Tenho uma amiga de coração.
Sim, tenho um coração doído.
Gostaria de explicar a ela que a vida é assim mesmo, que podemos viver na dor quando o amor é seguro. Mas essas coisas parecem-me ditadas por outros seres, os que vivem em nossa cabeça a coordenar as normas e regras cotidianas.
Gozar a dor do amor. Embora soe vitimista, era assim que sempre sentia. Mesmo tendo uma pontinha de dor, ficava contente por estar amando. Às vezes a ponta do coração dói, mas é de tanto amar. Mesmo que o outro não saiba. Mesmo que nem se dê conta disso. Mesmo que se assuste. Mesmo que. Até que descobri que não quero a dor.
Tenho uma amiga que chora, hoje, de mágoa. Ou de cansaço. Ou de acúmulo de tudo. De vida, de amor, de cuidados com aquele que ama, de suas próprias farpas, de susto. Queria também lhe dizer que isso é vida, e só quem tem o prazer e a gula de comer a vida aos bocados é que sente essas coisas. Quando não se quer a dor.
Quem sorve a vida de canudinho, por medo de estragar o batom e a compostura, não sente essa betoneira dentro do peito, girandogirandogirando e fazendo tanto barulho quanto girando e gerando vida.
Mais, mais vida.
Ela é muito betoneira, gosta de vida, de se lambuzar vivendo, de amor e luz e atenções e cuidados e trabalho e riso e tudo e mais um pouco.
Pouco ou muito mais. Desde que seja mais.
Nem sempre a vida deixa, nem sempre nos dá espaço para abocanhar o que se quer ter. Falta dente, na hora, ou falta força para morder. Às vezes também dá cansaço. Vontade de se enroscar e ficar quieta, silêncio de bicho acuado, olhos de domingo de chuva.
Também faz parte.
Que temperamento!, dizem as pessoas normais, tem que brigar e bater pé por tudo aquilo que quer!, não dá pra relevar?, aceitar passivamente pelo menos uma vez?
Não, não dá.
Sinto muito, senhoras e senhores, aceitar também faz parte do giro da betoneira, mas aceitar passivamente? Não, minhas queridas senhoras que tentam educar meu espírito para que ele não enlouqueça tanto, não dá. Não passiva. Aceitar também tem que ser escolha. Escolher a vida, mesmo quando ela não segue os padrões normais de regras de conduta.

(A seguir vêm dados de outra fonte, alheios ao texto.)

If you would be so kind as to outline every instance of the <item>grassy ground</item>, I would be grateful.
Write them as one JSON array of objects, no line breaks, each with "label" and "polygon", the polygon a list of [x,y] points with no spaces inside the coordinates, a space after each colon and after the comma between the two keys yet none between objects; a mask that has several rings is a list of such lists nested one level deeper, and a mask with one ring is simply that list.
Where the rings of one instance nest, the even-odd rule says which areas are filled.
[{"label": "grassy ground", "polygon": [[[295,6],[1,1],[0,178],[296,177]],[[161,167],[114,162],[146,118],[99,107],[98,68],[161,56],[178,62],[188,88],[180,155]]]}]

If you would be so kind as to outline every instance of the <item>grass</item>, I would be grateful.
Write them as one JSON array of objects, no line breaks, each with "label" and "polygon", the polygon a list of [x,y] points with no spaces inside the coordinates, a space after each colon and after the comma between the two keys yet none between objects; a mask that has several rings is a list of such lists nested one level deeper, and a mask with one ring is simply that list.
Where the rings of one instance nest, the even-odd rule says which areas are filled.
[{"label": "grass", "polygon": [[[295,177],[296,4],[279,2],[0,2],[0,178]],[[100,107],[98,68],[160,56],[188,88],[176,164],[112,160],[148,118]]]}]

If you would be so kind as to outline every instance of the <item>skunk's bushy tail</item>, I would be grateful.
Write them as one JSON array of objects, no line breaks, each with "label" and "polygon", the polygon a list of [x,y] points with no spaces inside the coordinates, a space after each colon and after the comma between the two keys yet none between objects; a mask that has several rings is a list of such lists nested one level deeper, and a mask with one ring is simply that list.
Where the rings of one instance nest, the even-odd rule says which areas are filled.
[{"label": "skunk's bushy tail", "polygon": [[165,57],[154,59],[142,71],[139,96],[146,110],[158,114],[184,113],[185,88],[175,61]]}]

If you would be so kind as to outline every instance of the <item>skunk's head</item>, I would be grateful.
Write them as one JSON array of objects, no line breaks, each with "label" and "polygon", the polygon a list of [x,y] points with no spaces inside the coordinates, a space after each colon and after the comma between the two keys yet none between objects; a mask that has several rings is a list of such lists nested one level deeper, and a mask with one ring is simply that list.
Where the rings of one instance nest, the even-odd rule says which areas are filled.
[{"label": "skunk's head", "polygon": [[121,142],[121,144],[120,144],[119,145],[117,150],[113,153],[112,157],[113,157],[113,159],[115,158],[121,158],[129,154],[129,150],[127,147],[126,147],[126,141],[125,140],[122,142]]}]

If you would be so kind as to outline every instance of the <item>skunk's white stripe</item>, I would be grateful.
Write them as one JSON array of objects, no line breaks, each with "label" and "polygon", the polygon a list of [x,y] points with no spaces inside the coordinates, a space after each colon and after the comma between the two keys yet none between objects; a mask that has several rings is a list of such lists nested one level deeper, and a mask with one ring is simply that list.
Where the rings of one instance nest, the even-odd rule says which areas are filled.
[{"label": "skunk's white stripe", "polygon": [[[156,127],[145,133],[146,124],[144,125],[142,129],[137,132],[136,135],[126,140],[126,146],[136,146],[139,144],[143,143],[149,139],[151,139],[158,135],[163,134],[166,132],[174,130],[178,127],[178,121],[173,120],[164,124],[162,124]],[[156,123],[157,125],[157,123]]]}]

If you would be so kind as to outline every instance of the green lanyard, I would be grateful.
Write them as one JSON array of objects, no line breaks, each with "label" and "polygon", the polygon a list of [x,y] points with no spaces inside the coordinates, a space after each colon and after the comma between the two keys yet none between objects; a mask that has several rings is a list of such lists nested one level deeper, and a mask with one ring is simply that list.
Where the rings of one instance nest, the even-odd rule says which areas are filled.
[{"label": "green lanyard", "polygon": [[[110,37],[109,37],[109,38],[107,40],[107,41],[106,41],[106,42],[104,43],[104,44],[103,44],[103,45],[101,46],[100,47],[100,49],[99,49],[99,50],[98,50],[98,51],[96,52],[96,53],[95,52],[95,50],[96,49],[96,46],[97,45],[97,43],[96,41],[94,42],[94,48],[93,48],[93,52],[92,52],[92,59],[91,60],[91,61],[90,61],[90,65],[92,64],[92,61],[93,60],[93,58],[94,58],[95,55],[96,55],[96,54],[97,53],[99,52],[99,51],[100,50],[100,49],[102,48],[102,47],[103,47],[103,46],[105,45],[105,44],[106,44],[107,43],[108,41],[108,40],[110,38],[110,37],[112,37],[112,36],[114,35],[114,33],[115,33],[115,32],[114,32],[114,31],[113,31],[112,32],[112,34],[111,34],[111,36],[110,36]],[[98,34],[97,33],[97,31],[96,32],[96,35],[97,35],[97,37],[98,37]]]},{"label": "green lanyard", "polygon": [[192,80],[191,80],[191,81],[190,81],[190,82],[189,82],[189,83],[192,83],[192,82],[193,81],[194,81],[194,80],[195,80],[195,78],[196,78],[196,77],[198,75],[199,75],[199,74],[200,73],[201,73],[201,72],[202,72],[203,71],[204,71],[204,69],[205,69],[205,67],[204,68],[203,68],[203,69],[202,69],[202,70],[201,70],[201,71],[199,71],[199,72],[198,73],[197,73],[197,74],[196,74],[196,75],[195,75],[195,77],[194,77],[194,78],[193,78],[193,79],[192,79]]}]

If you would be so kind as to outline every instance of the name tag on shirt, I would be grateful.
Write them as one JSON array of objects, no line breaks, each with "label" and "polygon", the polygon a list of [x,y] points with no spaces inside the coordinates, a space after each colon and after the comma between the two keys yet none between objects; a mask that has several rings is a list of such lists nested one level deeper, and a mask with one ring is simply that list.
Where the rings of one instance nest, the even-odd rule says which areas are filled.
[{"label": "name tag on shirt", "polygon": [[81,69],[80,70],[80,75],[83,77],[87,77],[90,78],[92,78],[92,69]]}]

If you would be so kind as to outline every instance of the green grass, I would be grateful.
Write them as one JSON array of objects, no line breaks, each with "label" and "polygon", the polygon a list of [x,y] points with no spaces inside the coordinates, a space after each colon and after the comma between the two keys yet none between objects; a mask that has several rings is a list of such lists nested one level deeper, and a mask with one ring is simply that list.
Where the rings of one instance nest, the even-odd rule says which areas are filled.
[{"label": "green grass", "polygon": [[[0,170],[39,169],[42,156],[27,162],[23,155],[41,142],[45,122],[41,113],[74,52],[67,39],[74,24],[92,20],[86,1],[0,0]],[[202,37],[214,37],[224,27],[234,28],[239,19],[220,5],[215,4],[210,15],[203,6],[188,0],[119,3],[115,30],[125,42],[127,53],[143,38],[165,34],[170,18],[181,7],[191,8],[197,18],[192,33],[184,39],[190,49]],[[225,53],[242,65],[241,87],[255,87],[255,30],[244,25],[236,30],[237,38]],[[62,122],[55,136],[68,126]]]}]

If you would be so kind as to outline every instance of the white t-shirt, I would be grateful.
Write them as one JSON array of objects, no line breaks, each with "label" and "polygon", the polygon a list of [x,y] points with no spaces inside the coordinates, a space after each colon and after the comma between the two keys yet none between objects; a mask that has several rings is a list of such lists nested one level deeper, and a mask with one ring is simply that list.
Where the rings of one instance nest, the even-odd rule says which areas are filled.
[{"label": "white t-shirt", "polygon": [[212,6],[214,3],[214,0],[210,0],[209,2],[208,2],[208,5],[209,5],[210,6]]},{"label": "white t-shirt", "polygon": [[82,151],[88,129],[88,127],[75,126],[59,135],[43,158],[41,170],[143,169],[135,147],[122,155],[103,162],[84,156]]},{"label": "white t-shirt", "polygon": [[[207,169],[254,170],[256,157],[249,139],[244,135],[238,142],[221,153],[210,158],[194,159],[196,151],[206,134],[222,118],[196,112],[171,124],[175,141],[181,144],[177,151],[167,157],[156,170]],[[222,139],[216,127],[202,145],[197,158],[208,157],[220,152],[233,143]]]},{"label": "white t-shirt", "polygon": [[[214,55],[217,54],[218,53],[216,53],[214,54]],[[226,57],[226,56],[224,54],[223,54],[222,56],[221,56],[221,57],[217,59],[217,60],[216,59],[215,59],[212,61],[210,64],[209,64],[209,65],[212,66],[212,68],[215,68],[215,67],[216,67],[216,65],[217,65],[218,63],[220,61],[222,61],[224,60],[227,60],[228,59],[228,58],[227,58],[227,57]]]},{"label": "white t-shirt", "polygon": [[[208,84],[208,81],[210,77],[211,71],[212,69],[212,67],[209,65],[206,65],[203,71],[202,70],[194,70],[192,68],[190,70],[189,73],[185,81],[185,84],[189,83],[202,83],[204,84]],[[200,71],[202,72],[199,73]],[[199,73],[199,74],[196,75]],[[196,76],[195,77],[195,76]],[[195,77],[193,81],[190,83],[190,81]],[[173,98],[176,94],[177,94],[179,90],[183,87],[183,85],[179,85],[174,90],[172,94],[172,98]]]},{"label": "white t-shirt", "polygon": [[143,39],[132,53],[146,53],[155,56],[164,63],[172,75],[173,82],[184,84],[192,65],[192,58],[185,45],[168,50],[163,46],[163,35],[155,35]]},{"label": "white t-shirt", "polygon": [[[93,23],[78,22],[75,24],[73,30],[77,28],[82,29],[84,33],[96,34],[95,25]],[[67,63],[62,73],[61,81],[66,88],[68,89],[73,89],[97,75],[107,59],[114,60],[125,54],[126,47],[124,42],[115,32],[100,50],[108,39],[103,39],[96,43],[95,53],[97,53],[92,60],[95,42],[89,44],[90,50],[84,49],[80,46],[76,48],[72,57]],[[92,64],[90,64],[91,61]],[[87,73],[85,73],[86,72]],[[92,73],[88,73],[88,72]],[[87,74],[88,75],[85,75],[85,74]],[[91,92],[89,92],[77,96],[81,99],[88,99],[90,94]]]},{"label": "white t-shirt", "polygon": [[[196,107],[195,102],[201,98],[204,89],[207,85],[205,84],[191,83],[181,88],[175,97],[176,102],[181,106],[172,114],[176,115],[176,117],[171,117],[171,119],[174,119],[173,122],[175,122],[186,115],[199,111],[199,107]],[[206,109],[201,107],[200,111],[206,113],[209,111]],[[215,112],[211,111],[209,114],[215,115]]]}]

E então chega um dia que temos que arcar com nossas escolhas. Se escolhêssemos o que elas, as senhoras, tanto tentaram nos ensinar, ficaria realmente mais fácil. Mas infelizmente não é assim. Se conjugamos outros verbos, diferentes daqueles usados pelas boas meninas, temos que aprender todas as terminações.
E os recomeços.
E as continuidades.
Ninguém vai arcar isso conosco, ninguém vai ensinar a transgredir. Justamente por isso. Porque é transgressão. Senão não faria sentido.
E dói. Dói ter que lidar sozinha com os próprios bichos enjaulados. E agüento, mas não me machuquem, porque dói. Mesmo assim agüento, porque sei que vale a pena.
Mas o que faço com meu coração tão assustado?
Gostaria de dizer para o coração tão doído dessa amiga forte e delicada que a vida é rara e boa. E que, se gostamos de sorvê-la assim, sem canudinho, em grandes goles, nem sempre é fácil.
Mas sempre é maior.
Relaxem, senhoras, descansem, senhores. Sei que não é isso o que gostariam de ouvir, mas uma água com açúcar nem sempre costuma resolver os problemas.
Não, não se assustem.
É só um coração que entrou em ebulição. Está em fogos de artifício.
Nem sempre as decisões são instantâneas, minha pequena tão grande amiga assustada, nem sempre os cercados que nos colocaram têm limites precisos, nem sempre temos certezas ou respostas. Algumas coisas precisam de um pouco de tempo.
Se ainda estou assim, por favor, respeitem minha mudez. Minha nudez. Respeitem minha concha. Daqui não posso sair, não enquanto ainda for areia. É preciso tempo para o amor virar pérola. Quando sair, levo tudo ao meu lado. Amor descalço para sentir onde pisa, para tatear o caminho à procura de. É preciso coragem para amar, para permanecer, reconstruir, aceitar, buscar mais e chorar o choro convulso da vida. E amar.
Minha aura é azul e atenta. Movimenta, ri e renasce. E chora o choro de quem encara tudo com a mesma intensidade com que leva a vida.
Eu perdôo. Eu quero perdoar.
Mesmo com meu contagiro a mil.
Não, não queria falar tanto. Queria só ajudar seu coração a pensar melhor no que lhe aflige, queria lhe dar três gotas de mercúrio para fechar feridas e machucados, para que a vida não machuque mais.
Embora eu mesma não saiba fazer isso.
Ei, Clarice Lispector. Pode me emprestar um poema de primeiros socorros? Um sinal de S.O.S.?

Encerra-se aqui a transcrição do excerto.